/nomplusplus

Method-making and consuming macros for the nom Rust parser combinator framework

Primary LanguageRustMIT LicenseMIT

nom++, nom for methods

nom is a parser combinators library written in Rust. Its goal is to provide tools to build safe parsers without compromising the speed or memory consumption. To that end, it uses extensively Rust's strong typing, zero copy parsing, push streaming, pull streaming, and provides macros and traits to abstract most of the error prone plumbing.

nom++ is an extension of nom that allows you to create parsing methods.
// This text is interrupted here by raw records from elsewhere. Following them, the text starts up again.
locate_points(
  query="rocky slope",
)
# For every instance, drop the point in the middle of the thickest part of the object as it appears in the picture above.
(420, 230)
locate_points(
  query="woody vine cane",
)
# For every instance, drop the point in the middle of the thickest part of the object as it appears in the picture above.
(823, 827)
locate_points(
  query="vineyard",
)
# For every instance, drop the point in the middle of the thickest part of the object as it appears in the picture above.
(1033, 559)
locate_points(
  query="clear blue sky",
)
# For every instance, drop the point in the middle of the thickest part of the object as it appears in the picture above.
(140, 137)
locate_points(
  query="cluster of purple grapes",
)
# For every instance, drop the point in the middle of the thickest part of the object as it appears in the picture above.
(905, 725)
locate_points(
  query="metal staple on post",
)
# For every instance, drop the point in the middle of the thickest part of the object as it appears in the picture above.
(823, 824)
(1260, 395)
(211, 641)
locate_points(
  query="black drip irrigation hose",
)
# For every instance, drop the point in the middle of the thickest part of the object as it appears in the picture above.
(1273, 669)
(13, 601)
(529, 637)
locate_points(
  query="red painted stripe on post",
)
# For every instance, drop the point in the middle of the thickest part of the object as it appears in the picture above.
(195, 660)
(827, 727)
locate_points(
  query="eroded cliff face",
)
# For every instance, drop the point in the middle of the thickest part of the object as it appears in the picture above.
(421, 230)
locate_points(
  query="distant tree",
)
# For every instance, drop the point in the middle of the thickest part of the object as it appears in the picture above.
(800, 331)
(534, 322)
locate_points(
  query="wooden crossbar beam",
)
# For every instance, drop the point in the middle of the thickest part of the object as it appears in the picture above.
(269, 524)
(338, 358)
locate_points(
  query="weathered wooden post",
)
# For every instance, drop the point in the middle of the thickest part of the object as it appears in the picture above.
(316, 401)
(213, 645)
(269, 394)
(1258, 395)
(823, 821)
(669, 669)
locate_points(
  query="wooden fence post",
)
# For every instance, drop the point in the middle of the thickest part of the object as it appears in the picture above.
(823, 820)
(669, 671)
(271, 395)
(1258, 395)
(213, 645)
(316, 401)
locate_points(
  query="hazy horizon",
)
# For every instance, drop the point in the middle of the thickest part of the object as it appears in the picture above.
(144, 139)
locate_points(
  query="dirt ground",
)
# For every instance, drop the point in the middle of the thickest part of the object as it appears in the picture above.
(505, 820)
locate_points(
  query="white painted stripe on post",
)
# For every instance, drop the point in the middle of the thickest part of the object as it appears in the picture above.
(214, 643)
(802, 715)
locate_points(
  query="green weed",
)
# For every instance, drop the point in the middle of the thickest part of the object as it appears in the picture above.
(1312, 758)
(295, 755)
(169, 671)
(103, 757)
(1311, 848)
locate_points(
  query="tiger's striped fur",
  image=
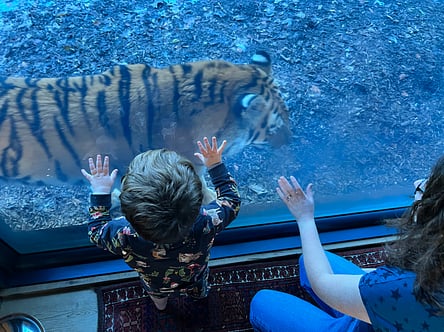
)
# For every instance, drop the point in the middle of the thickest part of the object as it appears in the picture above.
(50, 126)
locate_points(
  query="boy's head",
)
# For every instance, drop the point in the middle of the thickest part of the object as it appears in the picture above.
(161, 195)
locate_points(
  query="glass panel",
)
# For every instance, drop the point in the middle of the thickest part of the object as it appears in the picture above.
(362, 80)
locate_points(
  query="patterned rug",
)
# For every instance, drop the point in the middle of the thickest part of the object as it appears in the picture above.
(125, 307)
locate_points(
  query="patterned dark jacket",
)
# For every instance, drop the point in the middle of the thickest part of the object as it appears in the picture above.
(169, 268)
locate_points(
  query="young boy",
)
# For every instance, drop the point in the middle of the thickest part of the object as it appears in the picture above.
(167, 233)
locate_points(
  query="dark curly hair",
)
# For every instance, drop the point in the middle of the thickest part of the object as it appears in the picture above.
(420, 244)
(161, 196)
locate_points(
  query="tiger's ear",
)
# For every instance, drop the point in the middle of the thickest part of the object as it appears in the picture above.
(263, 60)
(247, 99)
(243, 103)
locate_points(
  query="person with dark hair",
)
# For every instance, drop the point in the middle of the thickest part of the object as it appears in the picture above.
(405, 294)
(167, 232)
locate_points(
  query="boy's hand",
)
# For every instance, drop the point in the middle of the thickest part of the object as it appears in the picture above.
(100, 179)
(210, 155)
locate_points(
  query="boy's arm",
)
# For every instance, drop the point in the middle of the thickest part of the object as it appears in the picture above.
(103, 232)
(227, 204)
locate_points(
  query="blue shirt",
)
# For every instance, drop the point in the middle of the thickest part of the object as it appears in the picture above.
(387, 294)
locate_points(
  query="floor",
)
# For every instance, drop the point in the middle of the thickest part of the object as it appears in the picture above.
(74, 311)
(72, 305)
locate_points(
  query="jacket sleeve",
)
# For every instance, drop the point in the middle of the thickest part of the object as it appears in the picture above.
(226, 207)
(102, 230)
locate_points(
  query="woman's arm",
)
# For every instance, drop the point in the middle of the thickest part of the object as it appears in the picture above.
(339, 291)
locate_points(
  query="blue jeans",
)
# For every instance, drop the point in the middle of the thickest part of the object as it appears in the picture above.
(272, 311)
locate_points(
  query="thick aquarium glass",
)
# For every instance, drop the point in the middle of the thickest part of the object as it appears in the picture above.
(362, 82)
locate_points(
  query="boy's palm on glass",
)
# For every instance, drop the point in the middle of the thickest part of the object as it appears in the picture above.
(210, 154)
(300, 203)
(99, 178)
The goal is for method-making macros have parity with the function-making macros that are already in nom.

Phase 1 of method macros was released as part of nom 1.2.0! You can now create parsing structs and have a place to store the results of your parse other than global variables!

Features

Here are the current and planned features, with their status:

  • Make method creating and using macros
  • Add variations on parser combinators in macros.rs that will wrap methods just like they wrap functions right now
  • Write tests for all of the new ways you can create and call methods and functions (partially done)

How to use it

First read up on how to use nom because the basics are the same. The differences come in creating methods and then calling methods (although phase 2 will eliminate the extra step in calling methods).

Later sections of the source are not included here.